A GOP congressman has filed an amendment that’s aimed at undermining the ongoing marijuana rescheduling process.

The measure, which Rep. Andrew Clyde (R-GA) is seeking to attach to a bill focused on fentanyl, would strip the United States attorney general’s authority to facilitate drug-scheduling decisions and block the use of a revised scientific review standard for “currently accepted medical use” that was utilized in a still-pending cannabis rescheduling proposal.

Clyde filed the amendment ahead of a House Rules Committee on the Halt All Lethal Trafficking of Fentanyl Act, or HALT Fentanyl Act. It’s currently unclear if the Republican-controlled panel will advance the amendment.

While the underlying bill would also streamline research into Schedule I drugs like marijuana and certain psychedelics—in addition to increasing penalties related to fentanyl-related convictions—the congressman’s amendment would stipulate that the attorney general delegate scheduling decisions to the administrator of the Drug Enforcement Administration (DEA), further specifying that they “may not delegate any such functions [of drug scheduling] to any other officer or employee of the Department of Justice.”

This appears to be responsive to criticism from anti-cannabis legislators about the process initiated under the Biden administration to move marijuana from Schedule I to Schedule III of the Controlled Substances Act (CSA).

Historically, it’s been the head of DEA who signs off on proposed rescheduling rules.

Historically, it’s been the head of the DEA who signs off on proposed rescheduling rules. In this case, then-Attorney General Merrick Garland approved it, contributing to suspicions that DEA leadership opposed the reform, despite serving as the designated “proponent” of the rule.

In May 2024, Clyde and Rep. Ben Cline (R-VA) demanded that then-DEA Administrator Anne Milgram answer questions about why she broke “decades of precedent” by not signing a proposed marijuana rescheduling rule.

Apparently to that end, Clyde’s amendment to the HALT Act states: “Before a proposed or final rule relating to the scheduling of any substance under this Act is published in the Federal Register, such rule shall be signed by the Administrator of the Drug Enforcement Agency and such rule shall have no force or effect unless such rule is so signed.”
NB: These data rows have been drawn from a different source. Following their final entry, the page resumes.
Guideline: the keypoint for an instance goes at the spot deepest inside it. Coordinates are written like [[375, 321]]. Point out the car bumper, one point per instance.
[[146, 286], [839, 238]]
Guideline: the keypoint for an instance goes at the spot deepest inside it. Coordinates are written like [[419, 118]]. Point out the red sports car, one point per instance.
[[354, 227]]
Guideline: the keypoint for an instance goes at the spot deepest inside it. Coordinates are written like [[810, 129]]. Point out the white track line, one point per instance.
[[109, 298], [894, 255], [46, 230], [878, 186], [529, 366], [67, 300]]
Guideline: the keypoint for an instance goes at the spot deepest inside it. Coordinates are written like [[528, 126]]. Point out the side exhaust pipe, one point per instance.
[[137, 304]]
That could be a problem for advocates under current DEA leadership. Acting Administrator Derek Maltz subscribes to the “gateway drug” theory for marijuana and believes most people living in states that have legalized cannabis will continue to obtain it from illicit sources due to high taxes in regulated markets, for example.

The Clyde amendment also takes aim at the revised review process that led to the Schedule III recommendation for cannabis, instructing that any determination about a drug’s medical value “meets the five criteria specified in the rule” that was used to deny a petition to reschedule cannabis that was published by the DEA in 1992.

In other words, the proposal would reinstate more stringent review criteria that have kept cannabis in Schedule I for decades.

The HALT Act would also revise requirements for researching any Schedule I drugs.

In the past, the government has relied on that five-part test to determine whether a substance meets the standard for having currently accepted medical use—one that looks at a drug’s chemistry, available health data and other details. But in 2023, when considering the Biden administration’s proposed rescheduling of marijuana, the US Department of Health and Human Services introduced a new, simplified two-step analysis that led it to conclude cannabis belongs in Schedule III.

Last May, the DOJ’s Office of Legal Counsel said the prior five-part test was “impermissibly narrow” and said the two-part review “is sufficient to establish that a drug has CAMU even if the drug has not been approved by FDA and would not satisfy DEA’s five-part test.”

Meanwhile, although the HALT Act is primarily meant to escalate criminalization around fentanyl, advocates have pointed out that the legislation—an earlier version of which cleared a congressional committee in March 2023—would also revise requirements for researchers interested in studying any Schedule I drugs.

The aim is to expedite registrations for studies into Schedule I drugs and allow for limited manufacturing by researchers, which could address some concerns surrounding how the strict classification of marijuana, psychedelics and other substances has impeded science.

Some of the research provisions of the bill are similar to those contained in a marijuana-focused measure that then-President Joe Biden signed into law in 2022, giving the US attorney general 60 days to either approve a given application or request supplemental information from a prospective research applicant. It also creates a more efficient pathway for researchers who request larger quantities of cannabis.